News
SA Jews meet crisis head on
SHAUN ZAGNOEV
Our success in negotiating these tough times will very much depend on how much we help one another, especially those whose livelihoods have been imperilled. Many members of our community will need assistance in getting back on their feet, and to the greatest extent possible, we should support those communal organisations that are doing outstanding work in helping them do so. At the same time, we must continue to support initiatives aimed at alleviating hunger and hardship in the greater society.
I have mentioned previously some of the inspiring projects that have been launched since the lockdown and before to help those most in need. Joining traditional social-outreach organisations like Afrika Tikkun, the Union of Jewish Women, and United Sisterhood are relatively new humanitarian bodies like the Angel Network, Cadena-SA, and Fingertips of Africa. To this should be added the numerous initiatives being conducted by smaller, ad hoc Jewish-headed groups under the Community Action Network (CAN) umbrella throughout Johannesburg, and the work of our regional bodies in Pretoria, Cape Town, Durban, and other centres.
Through the South African Jewish Board of Deputies’ (SAJBD’s) Food Relief Fund launched last month (largely thanks to a generous donation for that purpose by a community member), we are contributing to a number of these outstanding organisations. On Monday, our national director, Wendy Kahn, accompanied Yehuda Lazarus from Fingertips of Africa to view its work in Alexandra.

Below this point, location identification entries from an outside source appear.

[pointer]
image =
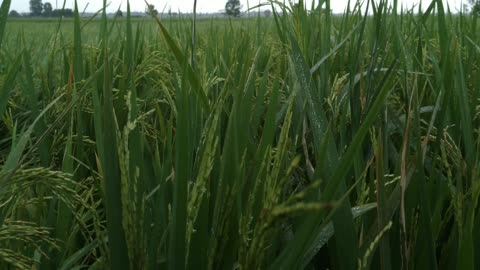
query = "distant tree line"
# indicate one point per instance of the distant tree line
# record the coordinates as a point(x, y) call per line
point(39, 9)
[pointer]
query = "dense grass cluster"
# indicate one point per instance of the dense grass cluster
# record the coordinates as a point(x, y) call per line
point(301, 141)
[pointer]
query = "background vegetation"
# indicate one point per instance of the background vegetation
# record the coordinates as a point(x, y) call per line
point(302, 141)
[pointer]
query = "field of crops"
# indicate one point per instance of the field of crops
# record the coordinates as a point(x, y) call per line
point(301, 141)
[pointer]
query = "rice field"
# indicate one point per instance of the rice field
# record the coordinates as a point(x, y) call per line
point(304, 140)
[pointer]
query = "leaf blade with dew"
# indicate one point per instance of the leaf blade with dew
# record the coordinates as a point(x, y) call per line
point(12, 162)
point(3, 18)
point(183, 62)
point(9, 84)
point(113, 196)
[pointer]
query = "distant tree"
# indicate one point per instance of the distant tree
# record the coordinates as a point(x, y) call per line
point(14, 14)
point(232, 8)
point(62, 12)
point(47, 9)
point(36, 7)
point(151, 8)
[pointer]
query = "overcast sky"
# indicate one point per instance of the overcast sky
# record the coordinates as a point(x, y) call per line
point(187, 5)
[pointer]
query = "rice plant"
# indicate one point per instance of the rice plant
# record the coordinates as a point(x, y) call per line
point(303, 141)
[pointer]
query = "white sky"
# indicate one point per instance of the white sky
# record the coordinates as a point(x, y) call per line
point(187, 5)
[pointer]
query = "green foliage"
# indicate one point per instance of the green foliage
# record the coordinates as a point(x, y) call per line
point(233, 7)
point(36, 7)
point(47, 9)
point(300, 141)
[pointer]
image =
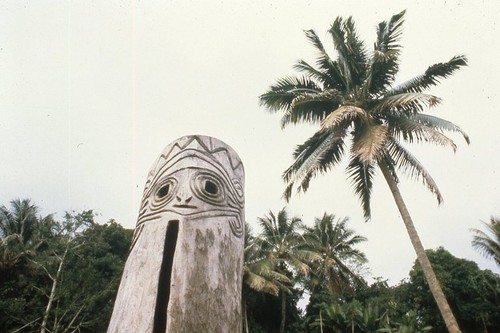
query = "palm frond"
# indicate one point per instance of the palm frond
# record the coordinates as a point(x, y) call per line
point(407, 102)
point(488, 243)
point(351, 52)
point(343, 114)
point(319, 153)
point(369, 142)
point(432, 76)
point(409, 165)
point(412, 129)
point(326, 65)
point(311, 107)
point(361, 175)
point(385, 59)
point(280, 96)
point(439, 124)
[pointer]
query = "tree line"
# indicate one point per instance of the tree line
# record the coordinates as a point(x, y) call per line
point(63, 275)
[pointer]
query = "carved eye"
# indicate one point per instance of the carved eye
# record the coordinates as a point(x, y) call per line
point(165, 190)
point(211, 187)
point(208, 187)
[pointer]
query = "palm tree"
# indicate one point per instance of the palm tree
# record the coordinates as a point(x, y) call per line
point(488, 245)
point(281, 242)
point(362, 113)
point(259, 273)
point(335, 242)
point(18, 224)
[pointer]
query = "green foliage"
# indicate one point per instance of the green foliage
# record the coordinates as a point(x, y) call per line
point(354, 99)
point(473, 294)
point(69, 277)
point(488, 243)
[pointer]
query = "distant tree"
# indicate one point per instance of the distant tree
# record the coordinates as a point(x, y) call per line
point(361, 112)
point(281, 241)
point(336, 244)
point(488, 243)
point(473, 294)
point(18, 229)
point(68, 283)
point(260, 275)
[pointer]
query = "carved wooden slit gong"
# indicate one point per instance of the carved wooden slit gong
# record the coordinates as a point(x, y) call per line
point(184, 270)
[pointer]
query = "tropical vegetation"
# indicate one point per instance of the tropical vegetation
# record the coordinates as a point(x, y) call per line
point(299, 277)
point(488, 242)
point(364, 115)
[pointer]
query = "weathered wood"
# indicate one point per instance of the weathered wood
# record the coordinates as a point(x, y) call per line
point(184, 270)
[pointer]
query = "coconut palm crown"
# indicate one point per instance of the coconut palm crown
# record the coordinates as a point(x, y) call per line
point(363, 113)
point(360, 110)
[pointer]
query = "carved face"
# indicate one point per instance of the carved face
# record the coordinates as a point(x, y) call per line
point(189, 191)
point(195, 177)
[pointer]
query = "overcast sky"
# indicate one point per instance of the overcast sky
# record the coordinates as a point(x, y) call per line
point(92, 91)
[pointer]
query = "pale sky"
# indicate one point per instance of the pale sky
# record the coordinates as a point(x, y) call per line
point(92, 91)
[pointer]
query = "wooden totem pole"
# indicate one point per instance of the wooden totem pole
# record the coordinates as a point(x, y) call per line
point(184, 270)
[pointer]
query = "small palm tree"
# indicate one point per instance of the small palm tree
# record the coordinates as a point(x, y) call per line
point(488, 243)
point(363, 114)
point(335, 243)
point(18, 227)
point(281, 242)
point(259, 273)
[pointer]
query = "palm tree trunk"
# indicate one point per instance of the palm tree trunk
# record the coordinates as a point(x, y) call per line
point(429, 274)
point(283, 311)
point(53, 290)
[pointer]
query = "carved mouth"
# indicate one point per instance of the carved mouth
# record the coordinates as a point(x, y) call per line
point(185, 206)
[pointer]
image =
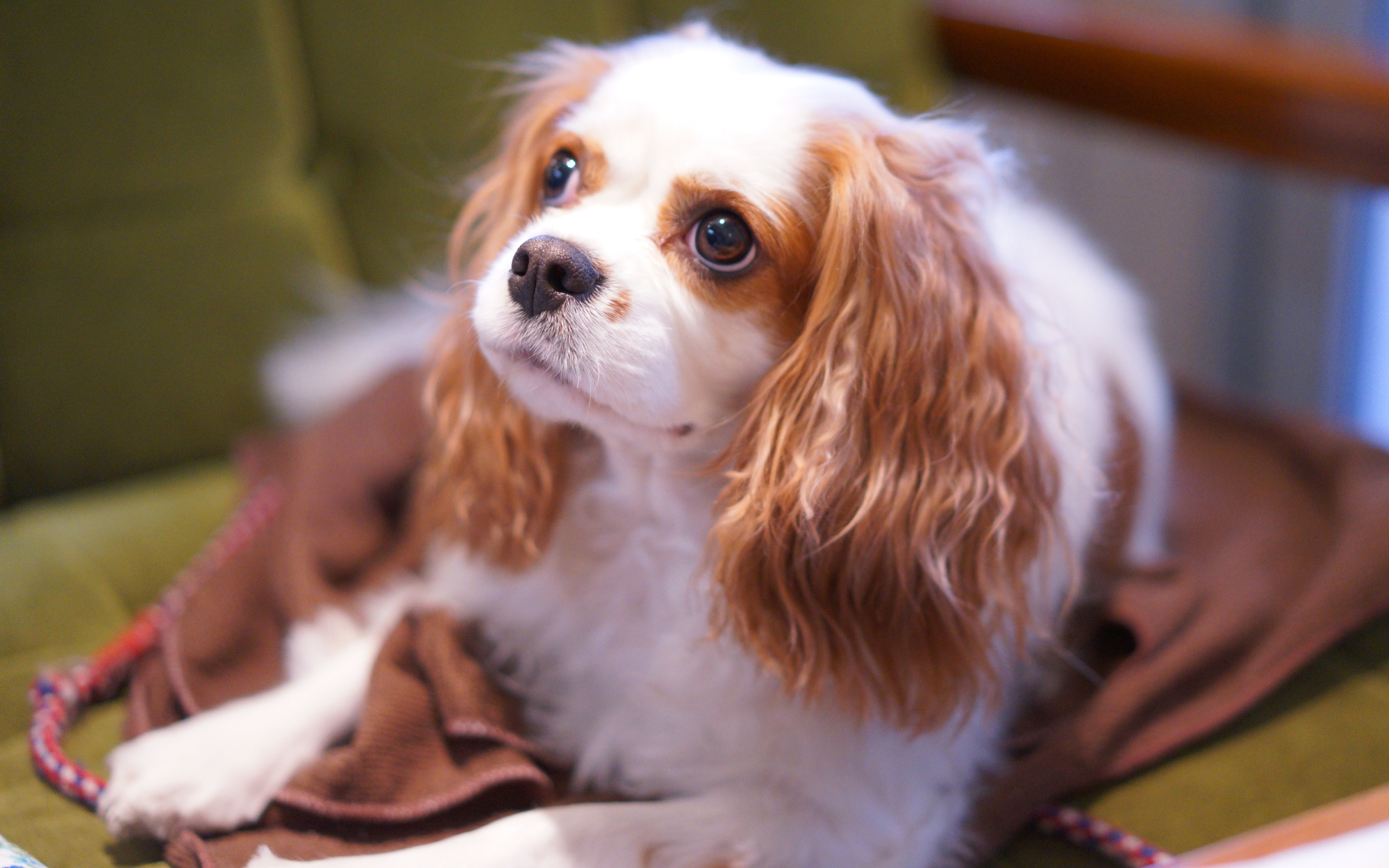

This remarkable charity, founded by Yehuda in response to the COVID-19 pandemic, is supporting seven organisations. Beneficiaries include the homeless in and around the Edenvale/Greenstone area, a home for abused women and children, grandparents in Alexandra informal settlements taking care of younger generations, and orphaned and child-headed homes.
Another organisation our fund is supporting is Boikanyo – The Dion Herson Foundation. Founded by Marilyn Bassin to look after indigent children and their caregivers in Gauteng’s poorest townships, this organisation has since the beginning of the lockdown been working with the e’Pap Foundation and Angel Network to reach some of the farthest-flung regions of the country. Most recently, the Save a Soul project, sponsored by the SAJBD, provided three-weeks’ worth of food parcels to various villages in the Giyani district of Limpopo.
We applaud the life-saving work that is being done by Jewish organisations and individuals in all parts of South Africa, and are proud to be able to participate in it. Much remains to be done, but when looking back on this difficult and traumatic period, we know at least that at the moment of great crisis in our country’s history, South African Jewry hasn’t been found wanting.